Contrairement à ce que soutient encore le CPAS, il n'incombe pas à l'intimé d'éclairer la cour sur le sort réservé à cette demande d'allocations dès lors qu'il ressort de l'ensemble du dossier que l'intimé n'a pas les capacités requises pour fournir ces informations.
Le CPAS perd de vue à nouveau son devoir d'assistance et de conseil. Il lui incombe de s'informer auprès des services compétents ou de l'administrateur provisoire mais il ne peut faire reproche, dans le cas d'espèce, à l'intimé de ne pas savoir diligenter une procédure.

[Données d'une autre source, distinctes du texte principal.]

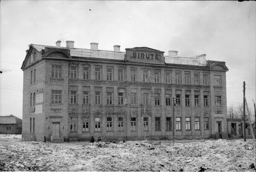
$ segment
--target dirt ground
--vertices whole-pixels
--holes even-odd
[[[255,141],[24,142],[0,135],[0,171],[255,171]]]

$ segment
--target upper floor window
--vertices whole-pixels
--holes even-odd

La cour estime en conséquence que l'appel principal doit être déclaré non fondé et l'appel incident fondé.
PAR CES MOTIFS,
Vu les dispositions de la loi du 15 juin 1935 concernant l'emploi des langues en matière judiciaire, notamment son article 24,
LA COUR, après en avoir délibéré et statuant contradictoirement :
Sur avis écrit du Ministère public donné en langue française à l'audience publique de la Cour le 14 février 2006 par Monsieur le Substitut général Michel ENCKELS,
La recevabilité de l'appel n'ayant pas été contestée,
Déclare l'appel principal non fondé,
Confirme le jugement en ce qu'il accorde l'aide du 1er janvier 2004 au 16 avril 2004,
Déclare l'appel incident fondé,
Réforme le jugement rendu et accorde l'aide à partir de la date de la suppression soit le 1er décembre 2003,
Condamne le CPAS aux dépens d'instance et d'appel liquidés et taxés à 104,86EUR d'indemnité de procédure d'instance et 139,81EUR d'indemnité de procédure d'appel.
Ainsi délibéré et jugé par :
Mme Viviane LEBE-DESSARD, Conseiller faisant fonction de Président,
M. Jacques MABILLE, Conseiller social au titre d'employeur,
M. René JAMAR, Conseiller social au titre d'ouvrier,
qui ont assisté aux débats de la cause,
et prononcé en langue française à l'audience publique de la 8e Chambre de la Cour du travail de Liège, section de Liège, en l'annexe du palais de Justice, rue Saint-Gilles n° 90c à 4000 LIEGE, le QUATORZE MARS DEUX MILLE SIX, par le même siège,
en présence du Ministère public,
assistés de Mme Maryse PETIT, Greffier.
Suivi de la signature du siége ci-dessus.